Keep knowledgeable with free updates
Merely signal as much as the Oil & Gasoline trade myFT Digest — delivered on to your inbox.
The world’s longest heated oil pipeline is “nonetheless viable” and might be operational within the subsequent three years regardless of financing delays blamed on activists’ protests, in accordance with a Ugandan minister who defended the nation’s improvement of fossil fuels.
“The east African crude oil pipeline is ongoing,” Uganda’s vitality minister Ruth Nankabirwa informed the Monetary Occasions on the COP29 climate summit in Baku, Azerbaijan. “We’ve got invested some huge cash in exploring exploration [and] in important infrastructure. We are actually drilling.”
Uganda is about to turn into an vitality producer by 2027, permitting the landlocked nation to export oil from two oilfields through a $4bn, 1,443km-long pipeline that will run via Tanzania to the port of Tanga. The developments will rework east Africa’s vitality market however have been criticised for displacing communities and damaging the surroundings.
TotalEnergies alongside China’s Cnooc is leading the project alongside the Ugandan and Tanzanian nationwide oil firms to develop the Kingfisher and Tilenga fields near Lake Albert. Drilling has begun at each websites and the pipeline’s building is already beneath manner.
As soon as absolutely operational, Uganda expects to supply 230,000 barrels a day of oil — greater than Opec member Gabon’s output — with 60,000 b/d refined for home use. The remaining 170,000 b/d might be exported via the pipeline, which might be electrically heated to assist pump Uganda’s thick and viscous crude grades.

Ever since oil was found within the Albertine rift basin close to the Democratic Republic of Congo 18 years in the past, Uganda’s long-serving president Yoweri Museveni has hoped it is going to propel the nation into higher middle-income standing.
“Creating nations which have good deposits of fossil gas are seeing that as a chance, as soon as exploited, to get cash for social and financial improvement,” stated Nankabirwa.
Many African nations face a conundrum over whether or not to spice up their economies via fossil gas investments at a time when the continent is experiencing the devastating results of local weather change.
The pipeline will cross nature reserves alongside the basin of Lake Victoria, Africa’s largest, whereas displacing households and wildlife throughout Uganda and Tanzania, say activists who’re sceptical the initiatives will profit native communities.

A number of organisations have held common protests in opposition to the challenge in defiance of a authorities recognized for stifling political free speech and dissent.
“Ugandan authorities have intensified their repression of activists protesting the oil initiatives within the nation’s Lake Albert area,” stated the Worldwide Federation for Human Rights, which in September documented at the very least 81 arrests and detentions since Might.
Nankabirwa pushed again in opposition to criticism of the federal government. “They’ve failed to understand why nations like Uganda are concerned in such initiatives. They’ve informed lies that we’ve displaced animals and folks,” she stated.
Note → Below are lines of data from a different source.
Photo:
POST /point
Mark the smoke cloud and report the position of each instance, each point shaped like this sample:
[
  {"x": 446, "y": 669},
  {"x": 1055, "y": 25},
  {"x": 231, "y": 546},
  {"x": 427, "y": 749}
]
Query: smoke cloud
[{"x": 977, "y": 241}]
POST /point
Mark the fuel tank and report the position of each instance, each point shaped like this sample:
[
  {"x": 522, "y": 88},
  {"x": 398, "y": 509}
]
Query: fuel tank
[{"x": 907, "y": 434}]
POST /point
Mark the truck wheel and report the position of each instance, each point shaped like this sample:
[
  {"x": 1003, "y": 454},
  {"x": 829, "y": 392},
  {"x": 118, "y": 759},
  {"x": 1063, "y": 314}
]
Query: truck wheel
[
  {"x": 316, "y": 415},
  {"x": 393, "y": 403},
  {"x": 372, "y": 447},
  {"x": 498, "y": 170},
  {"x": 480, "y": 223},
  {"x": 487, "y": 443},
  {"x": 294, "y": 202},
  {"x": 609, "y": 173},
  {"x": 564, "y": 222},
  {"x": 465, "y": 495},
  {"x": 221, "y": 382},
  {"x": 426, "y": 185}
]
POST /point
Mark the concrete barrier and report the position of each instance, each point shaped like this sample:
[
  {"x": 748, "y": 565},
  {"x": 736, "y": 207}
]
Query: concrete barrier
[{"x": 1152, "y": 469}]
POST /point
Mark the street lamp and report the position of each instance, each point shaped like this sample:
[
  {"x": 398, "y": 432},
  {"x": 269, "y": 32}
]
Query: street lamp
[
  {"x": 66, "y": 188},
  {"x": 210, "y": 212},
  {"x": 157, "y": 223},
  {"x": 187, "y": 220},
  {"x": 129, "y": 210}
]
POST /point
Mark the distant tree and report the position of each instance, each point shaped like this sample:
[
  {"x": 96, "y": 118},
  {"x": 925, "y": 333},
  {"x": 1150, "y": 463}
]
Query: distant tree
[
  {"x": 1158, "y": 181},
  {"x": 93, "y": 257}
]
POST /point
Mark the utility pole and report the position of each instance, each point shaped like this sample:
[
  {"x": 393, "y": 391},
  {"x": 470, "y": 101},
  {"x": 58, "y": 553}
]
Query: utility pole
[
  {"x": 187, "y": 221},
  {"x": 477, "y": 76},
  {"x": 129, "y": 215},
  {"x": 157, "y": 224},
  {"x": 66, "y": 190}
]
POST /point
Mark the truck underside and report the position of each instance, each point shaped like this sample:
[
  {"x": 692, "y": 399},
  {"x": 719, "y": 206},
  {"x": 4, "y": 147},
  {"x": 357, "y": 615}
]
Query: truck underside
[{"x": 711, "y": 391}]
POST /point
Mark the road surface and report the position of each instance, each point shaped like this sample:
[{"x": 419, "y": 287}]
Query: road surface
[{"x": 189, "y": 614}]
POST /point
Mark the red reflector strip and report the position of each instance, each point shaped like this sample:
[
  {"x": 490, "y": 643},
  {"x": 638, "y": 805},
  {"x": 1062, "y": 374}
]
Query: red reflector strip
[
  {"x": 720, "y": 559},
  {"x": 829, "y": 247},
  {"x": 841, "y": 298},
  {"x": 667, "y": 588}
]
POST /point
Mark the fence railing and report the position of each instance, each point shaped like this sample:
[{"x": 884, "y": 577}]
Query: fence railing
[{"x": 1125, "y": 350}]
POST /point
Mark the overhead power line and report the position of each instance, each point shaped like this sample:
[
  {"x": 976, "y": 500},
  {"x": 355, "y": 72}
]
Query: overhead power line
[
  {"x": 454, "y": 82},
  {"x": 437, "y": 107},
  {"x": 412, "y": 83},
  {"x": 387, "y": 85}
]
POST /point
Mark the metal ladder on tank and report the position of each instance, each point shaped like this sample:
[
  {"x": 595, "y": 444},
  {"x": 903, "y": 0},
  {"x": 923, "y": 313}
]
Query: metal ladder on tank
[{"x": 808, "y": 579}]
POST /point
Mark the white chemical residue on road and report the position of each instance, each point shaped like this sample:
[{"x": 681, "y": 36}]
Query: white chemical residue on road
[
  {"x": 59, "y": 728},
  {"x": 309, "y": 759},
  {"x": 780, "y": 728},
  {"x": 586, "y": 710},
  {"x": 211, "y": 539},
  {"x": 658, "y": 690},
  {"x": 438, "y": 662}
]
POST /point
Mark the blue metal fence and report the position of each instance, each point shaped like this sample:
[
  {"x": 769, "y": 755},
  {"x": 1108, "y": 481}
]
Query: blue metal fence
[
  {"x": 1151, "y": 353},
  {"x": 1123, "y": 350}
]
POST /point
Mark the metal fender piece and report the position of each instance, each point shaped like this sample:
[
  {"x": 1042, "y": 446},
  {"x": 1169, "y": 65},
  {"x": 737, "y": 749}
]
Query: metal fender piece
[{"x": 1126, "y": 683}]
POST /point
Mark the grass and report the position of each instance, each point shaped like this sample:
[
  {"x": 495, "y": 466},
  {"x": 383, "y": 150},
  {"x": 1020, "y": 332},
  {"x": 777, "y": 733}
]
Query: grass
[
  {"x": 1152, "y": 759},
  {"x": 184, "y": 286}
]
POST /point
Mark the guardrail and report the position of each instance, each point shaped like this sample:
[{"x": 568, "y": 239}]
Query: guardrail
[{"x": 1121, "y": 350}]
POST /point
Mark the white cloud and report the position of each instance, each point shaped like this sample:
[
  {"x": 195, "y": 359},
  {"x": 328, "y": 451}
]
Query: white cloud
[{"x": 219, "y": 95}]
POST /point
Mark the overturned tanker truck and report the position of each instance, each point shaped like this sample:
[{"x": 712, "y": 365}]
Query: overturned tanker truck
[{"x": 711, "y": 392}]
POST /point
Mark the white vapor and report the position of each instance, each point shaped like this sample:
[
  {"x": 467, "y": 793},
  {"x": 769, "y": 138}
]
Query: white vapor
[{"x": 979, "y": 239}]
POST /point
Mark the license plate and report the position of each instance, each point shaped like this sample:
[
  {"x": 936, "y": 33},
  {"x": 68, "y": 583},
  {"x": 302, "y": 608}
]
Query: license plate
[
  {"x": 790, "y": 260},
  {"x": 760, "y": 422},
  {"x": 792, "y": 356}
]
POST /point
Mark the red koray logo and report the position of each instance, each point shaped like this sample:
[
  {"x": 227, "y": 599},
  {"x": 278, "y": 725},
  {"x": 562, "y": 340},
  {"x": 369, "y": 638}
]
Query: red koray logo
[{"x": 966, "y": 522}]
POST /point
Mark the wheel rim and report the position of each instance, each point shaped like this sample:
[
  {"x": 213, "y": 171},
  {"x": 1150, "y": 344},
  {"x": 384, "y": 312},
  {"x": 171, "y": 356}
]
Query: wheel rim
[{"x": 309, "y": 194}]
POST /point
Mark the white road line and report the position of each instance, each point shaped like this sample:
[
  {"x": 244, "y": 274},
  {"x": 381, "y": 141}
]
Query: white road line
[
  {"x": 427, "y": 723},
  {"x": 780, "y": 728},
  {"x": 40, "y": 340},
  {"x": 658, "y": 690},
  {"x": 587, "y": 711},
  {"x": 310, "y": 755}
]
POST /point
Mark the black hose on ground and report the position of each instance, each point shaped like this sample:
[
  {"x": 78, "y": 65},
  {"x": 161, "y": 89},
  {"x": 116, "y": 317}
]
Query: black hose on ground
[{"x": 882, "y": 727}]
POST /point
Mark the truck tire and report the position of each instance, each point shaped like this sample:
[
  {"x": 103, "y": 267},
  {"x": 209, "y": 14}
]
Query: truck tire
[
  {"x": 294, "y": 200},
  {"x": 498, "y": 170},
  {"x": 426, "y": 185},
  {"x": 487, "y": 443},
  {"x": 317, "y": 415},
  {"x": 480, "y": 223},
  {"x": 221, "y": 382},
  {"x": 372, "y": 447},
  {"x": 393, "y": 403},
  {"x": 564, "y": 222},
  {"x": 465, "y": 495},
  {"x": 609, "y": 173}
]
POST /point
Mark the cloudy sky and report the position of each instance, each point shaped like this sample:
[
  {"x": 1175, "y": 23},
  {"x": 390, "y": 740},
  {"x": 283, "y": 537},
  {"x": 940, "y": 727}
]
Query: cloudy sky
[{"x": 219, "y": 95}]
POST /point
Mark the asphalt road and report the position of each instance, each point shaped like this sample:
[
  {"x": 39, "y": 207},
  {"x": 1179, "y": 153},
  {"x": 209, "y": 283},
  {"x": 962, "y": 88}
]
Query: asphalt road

“Local weather change points” meant the oil enterprise bumped into financing roadblocks, Nankabirwa added. Commonplace Chartered final 12 months pulled out of financing the pipeline after the lender grew to become a goal for environmental activists.
The challenge’s equity-debt cut up has been modified from 40/60 to 52/48 she stated, including that stakeholders have been anticipated to obtain the debt financing from a number of worldwide establishments, together with the Export — Import Financial institution of China, subsequent month.
The minister stated the pipeline would function for 25 years. “If it wasn’t for the injustice that has been performed to it, we’d be speaking about seeing our first oil in 2025. However due to the campaigns in opposition to it, we’re not going to see the primary oil subsequent 12 months. So we anticipated to run into 2026, 2027.”
Dickens Kamugisha, head of the Africa Institute for Vitality Governance in Kampala, which works with affected communities, stated the Uganda-Tanzania challenge “will lock east Africa into fossil gas dependency for many years”.
The scheme’s backers counter that Africa ought to be allowed to take advantage of its oil and gasoline sources as a result of the continent has hardly contributed to rising international carbon dioxide emissions.
The challenge would increase each Uganda and Tanzania’s financial output, Nankabirwa stated. However she cautioned that Uganda “can’t be careless” whereas exploiting its fossil gas sources because it “suffers equally” with different nations from the results of local weather change.